Page:Corneille, Pierre - Œuvres, Marty-Laveaux, 1862, tome 5.djvu/529

La bibliothèque libre.
Cette page n’a pas encore été corrigée


Montrez cent mille bras tout prêts à me venger.
Parlez la force en main, et hors de leur atteinte :
S’ils vous tiennent ici, tout est pour eux sans crainte ;
Et ne vous flattez point, ni sur votre grand cœur,
Ni sur l’éclat d’un nom cent et cent fois vainqueur :
Quelque haute valeur que puisse être la vôtre,
Vous n’avez en ces lieux que deux bras comme un autre ;
Et fussiez-vous du monde et l’amour et l’effroi,
Quiconque entre au palais porte sa tête au roi.
Je vous le dis encor, retournez à l’armée,
Ne montrez à la cour que votre renommée ;
Assurez votre sort pour assurer le mien ;
Faites que l’on vous craigne, et je ne craindrai rien.

Nicomède.

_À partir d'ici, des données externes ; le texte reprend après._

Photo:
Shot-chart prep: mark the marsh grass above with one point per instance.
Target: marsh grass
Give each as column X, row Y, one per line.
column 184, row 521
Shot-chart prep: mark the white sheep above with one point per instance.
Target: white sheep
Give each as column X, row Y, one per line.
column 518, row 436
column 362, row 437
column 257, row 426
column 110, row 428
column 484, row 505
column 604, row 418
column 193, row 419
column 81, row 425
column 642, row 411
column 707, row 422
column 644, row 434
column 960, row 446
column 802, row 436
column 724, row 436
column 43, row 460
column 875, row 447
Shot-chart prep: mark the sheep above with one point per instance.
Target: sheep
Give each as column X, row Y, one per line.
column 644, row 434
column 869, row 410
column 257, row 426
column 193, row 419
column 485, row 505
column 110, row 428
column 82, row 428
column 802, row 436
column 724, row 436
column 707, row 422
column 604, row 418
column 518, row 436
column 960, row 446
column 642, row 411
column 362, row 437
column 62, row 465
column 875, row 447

Retourner à l’armée ! ah ! sachez que la reine
La sème d’assassins achetés par sa haine ;
Deux s’y sont découverts, que j’amène avec moi
Afin de la convaincre et détromper le roi.
Quoiqu’il soit son époux, il est encor mon père ;
Et quand il forcera la nature à se taire,
Trois sceptres à son trône attachés par mon bras
Parleront au lieu d’elle, et ne se tairont pas.
Que si notre fortune à ma perte animée
La prépare à la cour aussi bien qu’à l’armée,
Dans ce péril égal qui me suit en tous lieux,
M’envierez-vous l’honneur de mourir à vos yeux ?

Laodice. Non ; je ne vous dis plus désormais que je tremble,
Mais que, s’il faut périr, nous périrons ensemble.
Armons-nous de courage, et nous ferons trembler
Ceux dont les lâchetés pensent nous accabler.